THURSDAY, April 21 (HealthDay News) -- Three new studies draw a link between prebirth exposure to a class of pesticides widely used on food crops and lower intelligence scores in children.
The effect is especially noticeable in kids from a California farming region where they and their mothers were also potentially exposed to pesticides through their use on local crops.
The pesticides in question are known as organophosphates, which kill insects by disrupting their brains and nervous systems. First developed in a more potent form as nerve poisons during World War II, they can disrupt people's nervous systems as well, according to the U.S. Environmental Protection Agency.
The research doesn't prove that organophosphate exposure is bad for the developing brains of infants and children. That may be impossible to confirm because ethical constraints prevent scientists from randomly assigning kids to be exposed to pesticides to see what happens.
Still, "there's a body of evidence that's beginning to build" in support of a link, said Brenda Eskenazi, co-author of one of the studies and director of the Center for Environmental Research and Children's Health at the University of California, Berkeley.
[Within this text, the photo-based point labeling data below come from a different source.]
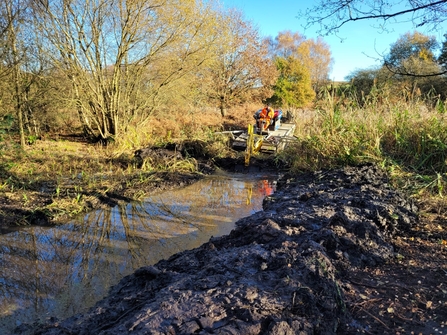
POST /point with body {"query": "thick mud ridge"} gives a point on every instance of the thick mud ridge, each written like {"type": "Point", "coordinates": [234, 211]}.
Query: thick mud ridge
{"type": "Point", "coordinates": [286, 270]}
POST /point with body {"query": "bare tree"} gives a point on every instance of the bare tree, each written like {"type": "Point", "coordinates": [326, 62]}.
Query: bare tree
{"type": "Point", "coordinates": [119, 55]}
{"type": "Point", "coordinates": [241, 70]}
{"type": "Point", "coordinates": [331, 15]}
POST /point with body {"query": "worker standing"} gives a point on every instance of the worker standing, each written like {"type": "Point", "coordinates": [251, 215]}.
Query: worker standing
{"type": "Point", "coordinates": [266, 117]}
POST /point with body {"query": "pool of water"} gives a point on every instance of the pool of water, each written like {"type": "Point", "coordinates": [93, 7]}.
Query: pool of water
{"type": "Point", "coordinates": [64, 270]}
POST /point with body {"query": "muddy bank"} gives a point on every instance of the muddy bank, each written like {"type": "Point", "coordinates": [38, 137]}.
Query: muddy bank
{"type": "Point", "coordinates": [324, 257]}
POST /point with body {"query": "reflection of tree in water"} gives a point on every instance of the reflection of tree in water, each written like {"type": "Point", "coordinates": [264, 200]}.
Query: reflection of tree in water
{"type": "Point", "coordinates": [62, 270]}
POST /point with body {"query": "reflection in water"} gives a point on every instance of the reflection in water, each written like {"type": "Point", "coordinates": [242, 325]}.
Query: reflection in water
{"type": "Point", "coordinates": [64, 270]}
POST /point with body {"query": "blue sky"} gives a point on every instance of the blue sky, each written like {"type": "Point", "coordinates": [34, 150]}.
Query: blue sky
{"type": "Point", "coordinates": [362, 44]}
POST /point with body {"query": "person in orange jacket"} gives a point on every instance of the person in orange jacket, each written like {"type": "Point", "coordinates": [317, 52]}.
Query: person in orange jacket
{"type": "Point", "coordinates": [266, 117]}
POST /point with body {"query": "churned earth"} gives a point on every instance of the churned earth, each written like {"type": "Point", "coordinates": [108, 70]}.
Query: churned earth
{"type": "Point", "coordinates": [333, 252]}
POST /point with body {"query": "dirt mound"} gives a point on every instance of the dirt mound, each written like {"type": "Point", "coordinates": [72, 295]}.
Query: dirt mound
{"type": "Point", "coordinates": [324, 257]}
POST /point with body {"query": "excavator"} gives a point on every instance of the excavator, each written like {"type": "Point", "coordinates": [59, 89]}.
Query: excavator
{"type": "Point", "coordinates": [268, 136]}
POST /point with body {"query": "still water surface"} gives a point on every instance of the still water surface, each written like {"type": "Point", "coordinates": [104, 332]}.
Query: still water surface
{"type": "Point", "coordinates": [64, 270]}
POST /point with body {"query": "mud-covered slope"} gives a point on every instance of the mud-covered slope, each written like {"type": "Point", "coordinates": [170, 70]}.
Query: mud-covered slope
{"type": "Point", "coordinates": [284, 270]}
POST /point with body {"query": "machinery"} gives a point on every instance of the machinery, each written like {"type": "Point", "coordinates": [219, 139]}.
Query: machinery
{"type": "Point", "coordinates": [260, 137]}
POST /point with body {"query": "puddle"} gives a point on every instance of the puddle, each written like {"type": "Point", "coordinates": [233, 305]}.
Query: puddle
{"type": "Point", "coordinates": [64, 270]}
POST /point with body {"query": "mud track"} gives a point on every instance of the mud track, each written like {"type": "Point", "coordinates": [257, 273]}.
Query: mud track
{"type": "Point", "coordinates": [334, 252]}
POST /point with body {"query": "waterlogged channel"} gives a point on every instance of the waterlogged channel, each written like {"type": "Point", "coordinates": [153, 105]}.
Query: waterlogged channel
{"type": "Point", "coordinates": [64, 270]}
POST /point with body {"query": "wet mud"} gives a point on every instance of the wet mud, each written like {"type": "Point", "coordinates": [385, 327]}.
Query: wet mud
{"type": "Point", "coordinates": [332, 252]}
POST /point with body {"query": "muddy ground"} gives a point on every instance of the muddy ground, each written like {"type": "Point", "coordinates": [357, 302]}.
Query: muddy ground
{"type": "Point", "coordinates": [333, 252]}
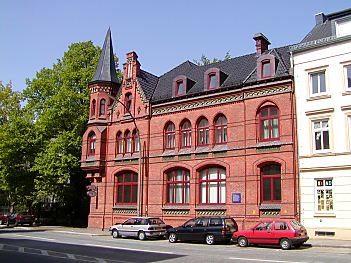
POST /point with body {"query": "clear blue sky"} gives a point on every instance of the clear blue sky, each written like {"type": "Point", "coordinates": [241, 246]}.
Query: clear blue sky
{"type": "Point", "coordinates": [34, 34]}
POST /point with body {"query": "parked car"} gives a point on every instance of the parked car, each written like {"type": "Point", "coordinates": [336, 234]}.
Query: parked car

Although organophosphates are no longer used in bug-killing products designed for the home, they remain common in agriculture, the researchers noted.
Two of the studies, conducted by researchers at Mt. Sinai Medical Center and Columbia University, examined kids in New York City, while Eskenazi's study looked at 329 kids and their mothers in the Salinas Valley area of central California. All of the studies found links between exposure to the pesticides in pregnant mothers and lower IQ scores in their kids by age 7.
In the Salinas Valley study, researchers looked at signs of pesticide exposure in urine taken from the mothers during pregnancy and later from their children.
The researchers found that every 10-fold increase in organophosphates detected during a mother's pregnancy corresponded to a 5.5-point drop in overall IQ scores in her children by age 7.
In fact, the 20 percent of the children whose mothers appeared to have been exposed to the least pesticides had about a 7-point higher IQ level, on average, than those in the 20 percent born to mothers with the highest exposure, the researchers reported.
The difference is equivalent to about six months of brain development in a typical child, Eskenazi said. And the differences remained even when the researchers adjusted their statistics so they wouldn't be thrown off by factors such as the education levels of the mothers and exposure to other toxins such as lead, she noted.
Eskenazi pointed out that the association was "substantial" in terms of whole populations, and might result in more children in need of special education and other services.
The studies show more of an effect in Salinas Valley than New York City, possibly suggesting that the California kids were exposed to more pesticides because they live near farms where these chemicals are used.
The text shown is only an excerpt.